Les défis liés à la sécurité hydrique sont particulièrement nombreux dans le triangle Dakar-Mbour-Thiès, une région qui abrite plus de la moitié de la population sénégalaise. Cette région produit par ailleurs 50 % du PIB du Sénégal et a connu un taux de croissance de 4 % par an au cours de la dernière décennie. Cependant depuis 2011, la région est confrontée à un déficit en eau et à des risques de sécurité hydrique importants, notamment en matière de surexploitation des ressources, de pollution des nappes phréatiques et de menaces sur les zones humides et leurs écosystèmes. Le lac de Guiers, qui fournit environ 40 % de l’eau de la région, est menacé par la pollution et les fortes demandes pour cette ressource limitée.  

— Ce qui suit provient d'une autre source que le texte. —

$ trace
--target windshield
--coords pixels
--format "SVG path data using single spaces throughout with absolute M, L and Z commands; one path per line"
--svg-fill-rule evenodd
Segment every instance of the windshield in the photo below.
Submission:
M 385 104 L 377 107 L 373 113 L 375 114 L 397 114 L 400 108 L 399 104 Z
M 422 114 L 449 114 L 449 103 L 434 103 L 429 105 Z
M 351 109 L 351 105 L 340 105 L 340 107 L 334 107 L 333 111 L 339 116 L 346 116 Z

L’enquête souligne qu’en raison d’une demande qui excède déjà les ressources disponibles au Sénégal, la diversification de l’approvisionnement est essentielle. Une économie circulaire de la sécurité hydrique offrirait de très importants bénéfices, en permettant au pays de développer la réutilisation des eaux usées, pour permettre la reconstitution des nappes phréatiques et l’irrigation, tout en s’appuyant sur les zones marécageuses et l’infrastructure verte en vue d’améliorer la gestion et la capture des eaux pluviales. Le rapport recommande également des mesures de réduction du gaspillage et d’efficience, une allocation adaptée aux usages et le développement de ressources non-conventionnelles comme la désalinisation de l’eau de mer et le traitement des eaux usées. Dans le triangle Dakar-Mbour-Thiès, une plateforme de collaboration multisectorielle et multi-acteurs est nécessaire à l’amélioration de la gestion de l’eau, pour restaurer et entretenir l’équilibre entre l’utilisation actuelle des ressources hydriques et leur protection afin de garantir les besoins à venir. 

L’économie sénégalaise figure parmi les économies les plus dynamiques du continent et le pays est en passe de devenir un carrefour commercial essentiel, doté d’un important secteur technologique. Cependant, ce développement ne sera pas possible si la question des défis hydriques n’est pas traitée. Atteindre la sécurité hydrique exigera des investissements en faveur d’une croissance résiliente ainsi que des réformes clés au niveau des institutions, notamment une refonte du cadre juridique et organisationnel des services d’eau et d’assainissement. La Banque mondiale reste engagée aux côtés du Sénégal pour développer des stratégies de long-terme et permettre une gestion durable des ressources en eau.